The partition of the West Bank – through the establishment of barriers, no-go areas, and an Israeli road system to which Palestinians have limited access – channels Palestinians and Israelis into separate but often parallel geographical spaces. Israeli law prohibits citizens of Israel from entering Palestinian-controlled areas, and stipulates that Palestinians need special permits to enter Israel or to cross Israeli-controlled areas within the West Bank. These closure mechanisms and policies provide for only a few spaces in which Israelis and Palestinians may still meet. They mainly include potential friction points such as checkpoints.
By 2011, over 522 closure mechanisms existed in the West Bank, including roadblocks, fixed and temporary checkpoints, barrier gates, and crossing terminals into Israel. Many Palestinians must pass through them daily to reach schools, work, and medical facilities, or to attend social functions. These crossing points are some of the few spaces where Palestinians and Israelis may still meet one another. They have become the ‘public stage’ of the conflict, where collectivities, not individuals, face each other; where soldiers with M-16s encounter civic resistance; where Palestinian van drivers and porters, at times, resist the occupation by moving the roadblocks at night; where a Palestinian coffee vendor refuses the request of an Israeli soldier to provide free coffee. They can become sites for potential confrontation. During the Second Intifada, checkpoints became public spaces for violence and hostilities.
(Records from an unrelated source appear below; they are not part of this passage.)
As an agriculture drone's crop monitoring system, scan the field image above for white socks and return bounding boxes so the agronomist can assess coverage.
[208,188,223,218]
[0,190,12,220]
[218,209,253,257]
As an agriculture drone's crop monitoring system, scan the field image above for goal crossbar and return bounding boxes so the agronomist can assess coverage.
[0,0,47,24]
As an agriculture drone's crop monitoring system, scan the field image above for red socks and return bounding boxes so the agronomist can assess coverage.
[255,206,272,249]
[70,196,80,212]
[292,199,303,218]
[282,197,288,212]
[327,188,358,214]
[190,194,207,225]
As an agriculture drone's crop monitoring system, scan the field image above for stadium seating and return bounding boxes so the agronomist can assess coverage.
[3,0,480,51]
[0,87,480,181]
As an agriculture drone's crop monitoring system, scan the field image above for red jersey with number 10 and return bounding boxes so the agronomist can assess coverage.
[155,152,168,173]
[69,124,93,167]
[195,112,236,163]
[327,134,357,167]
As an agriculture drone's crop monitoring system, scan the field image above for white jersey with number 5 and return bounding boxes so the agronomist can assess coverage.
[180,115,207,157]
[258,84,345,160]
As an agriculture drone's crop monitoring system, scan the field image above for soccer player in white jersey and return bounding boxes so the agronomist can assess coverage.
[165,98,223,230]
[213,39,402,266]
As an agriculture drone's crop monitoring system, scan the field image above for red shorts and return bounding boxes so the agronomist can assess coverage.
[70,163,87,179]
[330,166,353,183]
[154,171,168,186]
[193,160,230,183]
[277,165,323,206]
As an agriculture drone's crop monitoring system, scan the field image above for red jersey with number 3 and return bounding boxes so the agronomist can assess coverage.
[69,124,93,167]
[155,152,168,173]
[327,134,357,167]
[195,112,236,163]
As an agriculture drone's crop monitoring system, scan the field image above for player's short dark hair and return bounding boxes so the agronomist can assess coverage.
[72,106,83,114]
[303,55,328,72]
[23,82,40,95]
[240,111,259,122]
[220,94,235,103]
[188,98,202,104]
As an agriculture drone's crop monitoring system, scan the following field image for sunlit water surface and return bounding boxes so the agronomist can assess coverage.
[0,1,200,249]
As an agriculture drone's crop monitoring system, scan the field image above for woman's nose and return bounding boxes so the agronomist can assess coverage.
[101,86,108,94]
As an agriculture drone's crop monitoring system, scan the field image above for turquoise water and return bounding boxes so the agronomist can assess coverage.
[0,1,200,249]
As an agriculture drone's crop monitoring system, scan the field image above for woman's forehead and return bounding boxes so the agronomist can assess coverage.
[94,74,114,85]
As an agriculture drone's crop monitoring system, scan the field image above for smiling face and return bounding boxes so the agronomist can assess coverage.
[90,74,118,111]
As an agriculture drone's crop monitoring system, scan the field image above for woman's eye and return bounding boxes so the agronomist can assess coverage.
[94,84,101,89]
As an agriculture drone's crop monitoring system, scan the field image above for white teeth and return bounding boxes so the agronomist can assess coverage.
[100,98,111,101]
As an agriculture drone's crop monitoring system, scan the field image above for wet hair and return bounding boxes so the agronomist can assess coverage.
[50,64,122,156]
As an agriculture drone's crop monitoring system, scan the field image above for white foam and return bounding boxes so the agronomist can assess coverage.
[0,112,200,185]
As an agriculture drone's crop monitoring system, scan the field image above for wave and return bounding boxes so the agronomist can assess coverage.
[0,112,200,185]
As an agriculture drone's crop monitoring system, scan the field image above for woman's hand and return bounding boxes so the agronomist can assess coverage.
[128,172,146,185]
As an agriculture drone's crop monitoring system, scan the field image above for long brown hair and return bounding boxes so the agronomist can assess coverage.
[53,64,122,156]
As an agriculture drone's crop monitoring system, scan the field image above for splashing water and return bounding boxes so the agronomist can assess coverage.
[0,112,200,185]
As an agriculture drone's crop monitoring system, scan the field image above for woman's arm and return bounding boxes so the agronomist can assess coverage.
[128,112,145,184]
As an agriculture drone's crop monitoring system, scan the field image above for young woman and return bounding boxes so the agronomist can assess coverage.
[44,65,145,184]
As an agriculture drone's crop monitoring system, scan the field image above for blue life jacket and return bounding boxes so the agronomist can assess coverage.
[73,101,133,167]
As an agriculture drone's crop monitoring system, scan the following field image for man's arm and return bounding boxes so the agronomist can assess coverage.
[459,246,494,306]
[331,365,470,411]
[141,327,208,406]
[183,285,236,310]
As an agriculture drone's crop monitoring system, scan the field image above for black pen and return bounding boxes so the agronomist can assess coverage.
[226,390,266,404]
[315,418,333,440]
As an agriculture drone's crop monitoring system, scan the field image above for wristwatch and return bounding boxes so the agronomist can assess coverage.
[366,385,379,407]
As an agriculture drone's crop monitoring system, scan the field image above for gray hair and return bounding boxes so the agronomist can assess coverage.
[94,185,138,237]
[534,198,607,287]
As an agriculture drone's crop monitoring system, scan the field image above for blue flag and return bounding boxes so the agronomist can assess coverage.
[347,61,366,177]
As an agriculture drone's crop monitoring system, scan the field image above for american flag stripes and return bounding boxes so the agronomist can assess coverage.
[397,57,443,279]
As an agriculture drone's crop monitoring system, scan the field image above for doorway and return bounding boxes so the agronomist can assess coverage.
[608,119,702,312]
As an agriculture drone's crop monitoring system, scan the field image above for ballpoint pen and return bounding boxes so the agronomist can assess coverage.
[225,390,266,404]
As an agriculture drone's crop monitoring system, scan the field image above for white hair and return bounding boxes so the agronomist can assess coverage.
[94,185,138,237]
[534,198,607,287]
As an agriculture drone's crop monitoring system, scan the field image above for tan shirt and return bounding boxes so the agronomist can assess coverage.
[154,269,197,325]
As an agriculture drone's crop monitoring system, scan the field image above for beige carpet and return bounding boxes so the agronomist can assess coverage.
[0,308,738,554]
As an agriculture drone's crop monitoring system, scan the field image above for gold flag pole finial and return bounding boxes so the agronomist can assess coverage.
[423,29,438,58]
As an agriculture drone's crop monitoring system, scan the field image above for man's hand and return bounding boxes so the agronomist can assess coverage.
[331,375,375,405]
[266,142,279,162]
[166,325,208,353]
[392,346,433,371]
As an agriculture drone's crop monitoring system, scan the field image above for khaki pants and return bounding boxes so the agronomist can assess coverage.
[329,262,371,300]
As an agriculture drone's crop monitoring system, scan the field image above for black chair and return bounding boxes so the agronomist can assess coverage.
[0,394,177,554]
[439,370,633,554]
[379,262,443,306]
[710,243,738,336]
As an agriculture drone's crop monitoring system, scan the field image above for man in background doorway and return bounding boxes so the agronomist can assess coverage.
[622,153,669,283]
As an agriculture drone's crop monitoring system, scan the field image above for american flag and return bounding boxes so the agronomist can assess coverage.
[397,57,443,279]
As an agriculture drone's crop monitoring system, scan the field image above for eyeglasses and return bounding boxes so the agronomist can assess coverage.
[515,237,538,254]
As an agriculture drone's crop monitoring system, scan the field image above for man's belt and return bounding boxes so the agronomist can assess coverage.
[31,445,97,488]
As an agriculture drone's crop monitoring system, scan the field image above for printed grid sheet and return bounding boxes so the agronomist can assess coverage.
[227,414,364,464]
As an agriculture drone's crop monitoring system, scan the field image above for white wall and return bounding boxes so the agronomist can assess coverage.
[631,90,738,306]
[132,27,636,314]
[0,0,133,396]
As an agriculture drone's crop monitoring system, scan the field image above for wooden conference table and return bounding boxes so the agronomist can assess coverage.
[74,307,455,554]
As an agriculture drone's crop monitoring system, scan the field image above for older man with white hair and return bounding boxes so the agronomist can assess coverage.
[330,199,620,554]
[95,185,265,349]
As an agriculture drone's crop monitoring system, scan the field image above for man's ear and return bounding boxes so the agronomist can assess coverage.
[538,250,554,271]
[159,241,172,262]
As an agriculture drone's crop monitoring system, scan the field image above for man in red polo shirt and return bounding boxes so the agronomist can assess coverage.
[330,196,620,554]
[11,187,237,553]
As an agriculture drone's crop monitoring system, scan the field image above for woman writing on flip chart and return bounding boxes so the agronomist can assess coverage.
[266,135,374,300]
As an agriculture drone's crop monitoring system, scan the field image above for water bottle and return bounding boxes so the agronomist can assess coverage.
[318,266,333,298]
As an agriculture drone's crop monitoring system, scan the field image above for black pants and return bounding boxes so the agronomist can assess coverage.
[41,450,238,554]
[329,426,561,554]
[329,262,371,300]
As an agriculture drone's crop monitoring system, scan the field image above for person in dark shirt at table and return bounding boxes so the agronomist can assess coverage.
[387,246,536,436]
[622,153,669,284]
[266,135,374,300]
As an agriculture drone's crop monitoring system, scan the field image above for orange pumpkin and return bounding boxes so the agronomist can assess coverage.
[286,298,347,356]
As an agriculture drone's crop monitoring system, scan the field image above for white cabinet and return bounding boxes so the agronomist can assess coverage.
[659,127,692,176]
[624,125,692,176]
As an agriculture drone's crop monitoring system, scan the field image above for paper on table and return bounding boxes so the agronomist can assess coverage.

The checkpoints “invariably serve to … increase the space, physically and conceptually, between neighbors”. They embody the power imbalance between the sentries and Palestinian civilians. Some Israeli soldiers are said to suffer from “checkpoint syndrome”, sustain psychological damage by being put in a position of power whilst feeling permanently under threat. Palestinian checkpoint crossers complain of humiliation, random violence, and a culture of impunity amongst the soldiers. Conversations between Palestinians and Israelis, shielded from each other by bulletproof glass, are unlikely to increase trust. Instead, technology built for protection helps reinforce the perception of each other as a threat to security and livelihood.
Palestinians and Israelis now meet mainly at potential friction points; but the closure policies have also practically halted cross-border interaction. Some policymakers have long recommended cross-community and trans-border cooperation as a step toward peace, but closures, barriers, and travel restrictions have severely weakened crossborder friendship and professional contacts. After the Wall was built, a Palestinian professor could meet his Israeli colleague solely at a checkpoint – the only space where they could continue to discuss joint projects. Most people, however, don’t go through the trouble. Travel restrictions, permit refusals, and checkpoint delays mean that virtual communication such as e-mail, Skype, and Twitter increasingly substitute for face-to-face meetings. For many Israeli and Palestinian academics, politicians, and peace activists, it is now easier to meet in Turkey, Jordan, or Germany than across the border in each other’s backyard. Spaces in which to discuss peace have become increasingly difficult to come by amongst all the obstacles built to separate and “protect” the two peoples from one other.